Re: [author-guide] Character Entity References Chart from Henri Sivonen on 2008-07-22 (public-html@w3.org from July 2008)

From: Henri Sivonen <hsivonen@iki.fi>
Date: Tue, 22 Jul 2008 13:49:36 +0300
To: Jirka Kosek <jirka@kosek.cz>
Cc: Karl Dubost <karl@w3.org>, Lachlan Hunt <lachlan.hunt@lachy.id.au>, public-html WG <public-html@w3.org>
Message-Id: <DB5FF2AD-7095-46AB-A6C2-2F8D780FC2C5@iki.fi>

On Jul 22, 2008, at 12:10, Jirka Kosek wrote:

> Henri Sivonen wrote:
>
>> How do catalogs address:
>> * older browsers performing a DDoS on www.w3.org when a new DTD  
>> that isn't in the catalog is published
>
> How often new DTD will be published? I suppose at much lower rate  
> then browsers have to be updated for security bugs.

Using security updates to deliver something other than security  
updates would violate the trust of users who expect security updates  
not to modify program behavior in any way than isn't a security fix.  
Violating the trust is bad, because then users will be less eager to  
apply security updates in a timely manner.

>> * www.w3.org as a single point of failure when a DTD isn't in the  
>> catalog
>
> Why W3C DTDs should not be in catalog?

A browser whose catalog predates a given W3C DTD won't have it in the  
catalog.

(Also, a comprehensive catalog isn't exactly small. Consider the  
browser download footprint and mobile browser flash footprint.)

>> * parsing performance other than network
>
> There is nothing which prevents XML parser to load precompiled  
> memory dump of entity definition when reaching known DTD.

There's the opportunity cost. Browser developers could be working on  
more attractive features or performance for something more important  
than entities in XML instead of spending time on trying to make an  
inherently inefficient macro scheme perform better.

>> * colons in PI targets
>
> Does is this really problem or just virtual problem?

It's a real problem in the sense that there's real (XHTML+MathML)  
content out there that references a DTD that has colons in PIs.

> Is there any parser which really fails on such construct?

Any XML parser that makes violations of Namespaces in XML fatal.

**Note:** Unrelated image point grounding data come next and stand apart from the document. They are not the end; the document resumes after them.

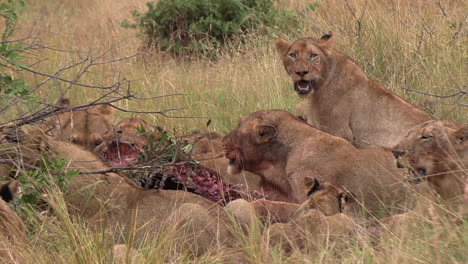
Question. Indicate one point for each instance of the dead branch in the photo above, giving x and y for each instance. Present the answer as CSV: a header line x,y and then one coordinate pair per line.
x,y
461,93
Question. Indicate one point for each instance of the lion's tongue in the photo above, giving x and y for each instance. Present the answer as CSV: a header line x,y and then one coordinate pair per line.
x,y
125,155
303,84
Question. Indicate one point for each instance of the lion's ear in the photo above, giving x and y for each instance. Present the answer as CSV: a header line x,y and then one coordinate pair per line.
x,y
312,184
266,133
8,191
282,46
326,42
461,134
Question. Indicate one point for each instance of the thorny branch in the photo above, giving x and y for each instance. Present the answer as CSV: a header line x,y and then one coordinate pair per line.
x,y
109,94
461,93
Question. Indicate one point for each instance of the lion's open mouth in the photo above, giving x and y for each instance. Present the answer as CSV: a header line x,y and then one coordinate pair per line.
x,y
232,161
304,87
121,154
416,177
399,164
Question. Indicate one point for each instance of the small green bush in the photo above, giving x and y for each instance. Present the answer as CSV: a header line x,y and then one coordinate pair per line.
x,y
188,27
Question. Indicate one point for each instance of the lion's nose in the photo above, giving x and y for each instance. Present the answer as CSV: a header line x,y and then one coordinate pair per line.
x,y
397,153
302,73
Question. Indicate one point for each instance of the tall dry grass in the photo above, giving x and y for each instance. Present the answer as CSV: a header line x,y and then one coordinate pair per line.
x,y
419,45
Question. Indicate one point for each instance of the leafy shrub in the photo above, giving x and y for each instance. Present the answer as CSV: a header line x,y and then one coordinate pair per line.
x,y
197,27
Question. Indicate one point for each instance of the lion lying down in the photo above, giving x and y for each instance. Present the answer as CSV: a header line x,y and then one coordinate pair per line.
x,y
284,150
111,200
82,127
434,153
320,218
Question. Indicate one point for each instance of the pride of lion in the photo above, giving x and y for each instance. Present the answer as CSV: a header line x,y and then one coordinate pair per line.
x,y
314,179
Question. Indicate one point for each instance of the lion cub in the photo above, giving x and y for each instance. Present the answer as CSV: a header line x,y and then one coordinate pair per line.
x,y
320,217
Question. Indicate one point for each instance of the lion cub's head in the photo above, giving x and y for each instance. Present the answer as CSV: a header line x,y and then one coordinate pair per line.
x,y
121,144
81,127
305,60
255,144
435,151
325,197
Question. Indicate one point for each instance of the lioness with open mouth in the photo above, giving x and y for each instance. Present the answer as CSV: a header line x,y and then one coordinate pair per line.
x,y
341,99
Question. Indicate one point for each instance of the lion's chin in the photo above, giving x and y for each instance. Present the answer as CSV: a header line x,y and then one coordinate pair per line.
x,y
233,169
304,87
416,177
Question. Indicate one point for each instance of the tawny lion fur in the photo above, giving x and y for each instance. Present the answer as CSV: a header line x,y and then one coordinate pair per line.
x,y
342,100
284,150
82,127
114,201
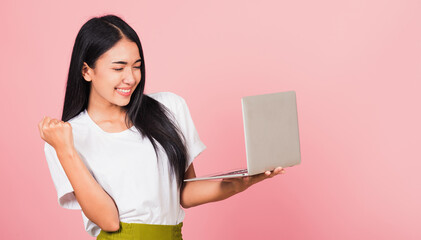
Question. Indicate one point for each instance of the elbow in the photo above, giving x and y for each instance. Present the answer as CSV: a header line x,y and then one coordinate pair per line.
x,y
185,206
111,225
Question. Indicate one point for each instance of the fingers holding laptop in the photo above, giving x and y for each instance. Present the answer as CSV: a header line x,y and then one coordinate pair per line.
x,y
242,183
268,174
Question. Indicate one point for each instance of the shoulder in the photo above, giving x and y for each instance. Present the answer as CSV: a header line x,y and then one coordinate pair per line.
x,y
170,100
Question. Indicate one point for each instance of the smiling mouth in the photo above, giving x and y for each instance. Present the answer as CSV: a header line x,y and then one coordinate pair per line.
x,y
124,92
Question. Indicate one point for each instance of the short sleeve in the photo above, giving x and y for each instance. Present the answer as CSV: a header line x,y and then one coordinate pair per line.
x,y
193,143
65,192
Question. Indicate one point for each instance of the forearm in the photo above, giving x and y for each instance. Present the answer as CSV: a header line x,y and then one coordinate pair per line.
x,y
200,192
96,204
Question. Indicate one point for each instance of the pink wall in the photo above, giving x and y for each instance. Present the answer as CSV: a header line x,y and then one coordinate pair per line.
x,y
356,68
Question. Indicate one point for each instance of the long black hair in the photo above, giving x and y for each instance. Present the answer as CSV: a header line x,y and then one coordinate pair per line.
x,y
150,117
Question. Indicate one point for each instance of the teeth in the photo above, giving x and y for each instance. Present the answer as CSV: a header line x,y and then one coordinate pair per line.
x,y
122,90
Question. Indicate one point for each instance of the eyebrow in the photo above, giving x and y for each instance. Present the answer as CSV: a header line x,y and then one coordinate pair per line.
x,y
123,62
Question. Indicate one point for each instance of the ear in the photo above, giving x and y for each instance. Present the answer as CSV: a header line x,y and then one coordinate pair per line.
x,y
87,72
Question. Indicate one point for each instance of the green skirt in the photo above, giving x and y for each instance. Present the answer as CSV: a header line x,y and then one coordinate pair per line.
x,y
142,231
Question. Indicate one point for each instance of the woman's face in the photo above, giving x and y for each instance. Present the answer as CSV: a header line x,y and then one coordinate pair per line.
x,y
115,76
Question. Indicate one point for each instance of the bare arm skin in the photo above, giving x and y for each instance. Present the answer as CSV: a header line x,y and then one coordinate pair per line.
x,y
200,192
96,204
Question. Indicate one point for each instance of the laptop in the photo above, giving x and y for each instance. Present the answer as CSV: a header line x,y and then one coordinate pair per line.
x,y
271,134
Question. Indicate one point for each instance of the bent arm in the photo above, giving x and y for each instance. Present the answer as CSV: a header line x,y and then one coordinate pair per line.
x,y
96,204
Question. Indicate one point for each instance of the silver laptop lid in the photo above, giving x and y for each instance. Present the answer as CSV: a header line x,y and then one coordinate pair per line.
x,y
271,131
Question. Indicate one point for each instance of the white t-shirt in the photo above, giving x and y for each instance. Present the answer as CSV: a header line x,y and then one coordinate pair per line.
x,y
126,167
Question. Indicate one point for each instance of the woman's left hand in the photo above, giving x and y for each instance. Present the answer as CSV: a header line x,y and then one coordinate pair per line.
x,y
241,184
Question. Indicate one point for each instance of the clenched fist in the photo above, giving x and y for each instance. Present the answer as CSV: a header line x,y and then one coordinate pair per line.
x,y
56,133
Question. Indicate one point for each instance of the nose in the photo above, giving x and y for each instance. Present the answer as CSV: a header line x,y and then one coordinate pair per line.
x,y
129,77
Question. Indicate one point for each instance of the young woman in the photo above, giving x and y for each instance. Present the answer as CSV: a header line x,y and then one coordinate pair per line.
x,y
120,155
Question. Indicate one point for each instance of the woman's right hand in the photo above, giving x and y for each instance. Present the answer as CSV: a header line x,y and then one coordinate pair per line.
x,y
56,133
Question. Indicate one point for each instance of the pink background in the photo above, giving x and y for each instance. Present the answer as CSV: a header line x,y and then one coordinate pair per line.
x,y
356,68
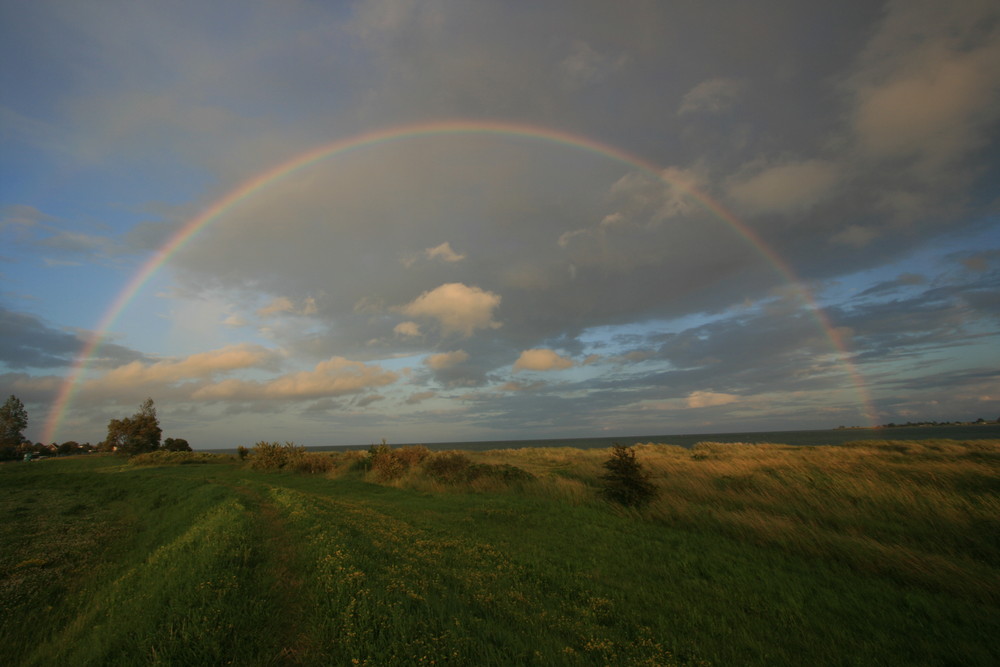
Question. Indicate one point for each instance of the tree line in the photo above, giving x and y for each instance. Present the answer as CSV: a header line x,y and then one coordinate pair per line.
x,y
133,435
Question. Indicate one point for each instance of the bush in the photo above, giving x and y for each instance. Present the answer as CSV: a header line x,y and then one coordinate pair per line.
x,y
457,468
387,464
312,463
626,482
412,455
450,467
273,455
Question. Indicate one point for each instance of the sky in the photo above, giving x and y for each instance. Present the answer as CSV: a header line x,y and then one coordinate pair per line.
x,y
334,223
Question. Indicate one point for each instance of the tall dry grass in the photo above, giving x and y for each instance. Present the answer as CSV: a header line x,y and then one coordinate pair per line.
x,y
925,513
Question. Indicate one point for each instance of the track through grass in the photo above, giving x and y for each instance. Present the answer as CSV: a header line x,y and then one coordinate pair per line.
x,y
751,556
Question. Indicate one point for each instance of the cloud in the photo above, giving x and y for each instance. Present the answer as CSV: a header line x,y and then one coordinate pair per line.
x,y
927,86
407,329
283,304
458,308
584,66
856,236
439,362
334,377
709,399
444,253
785,188
541,359
712,96
419,397
197,366
26,341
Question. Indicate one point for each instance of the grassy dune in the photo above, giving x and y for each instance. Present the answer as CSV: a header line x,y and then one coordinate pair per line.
x,y
884,553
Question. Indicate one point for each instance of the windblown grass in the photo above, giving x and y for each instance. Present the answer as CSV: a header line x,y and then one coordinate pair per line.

>> * ungraceful behavior in existing Gecko and WebKit instances
>
> Not sure what you mean.

A fatal error.

>> * the fact that the very reason why the XML spec doesn't require  
>> XML processors to process the DTD is to cater for browsers (see http://www.xml.com/axml/testaxml.htm) 
>> , so failing to exercise the opportunity not to process DTDs would  
>> be defeat the intent of the XML spec
>> ?
>
> Without DTDs it will not be possible to use entities except five  
> predefined in XML serialization. This is perfectly fine with me. But  
> if there is real push for entities in XML serialization there are  
> two possibilities:
>
> - use current XML features combined with XML catalogs to get working  
> solution

Doing full and expanding catalogs is not good. Standardizing Gecko's  
pseudo-DTD catalog could work.
http://groups.google.com/group/mozilla.dev.tech.mathml/browse_thread/thread/e7f7efbb5e161348/8d64a935fe730de7

> - create XML V.next which will predefine HTML + MathML + ISO  
> entities so there will be no need for entity definitions in DTD
>
> I think that later solution is much better but it is not realistic  
> now.

I guess at some point the need for an "XML5" becomes so pressing that  
it actually gets done. At that point, there'd be an opportunity to  
kill DTDs, make error handling non-Draconian, predefine all the HTML5  
entities, make the Name production allow anything except '>', '=' or  
whitespace, make text content allow all of Unicode, etc.

-- 
Henri Sivonen
hsivonen@iki.fi
http://hsivonen.iki.fi/

Received on Tuesday, 22 July 2008 10:50:20 UTC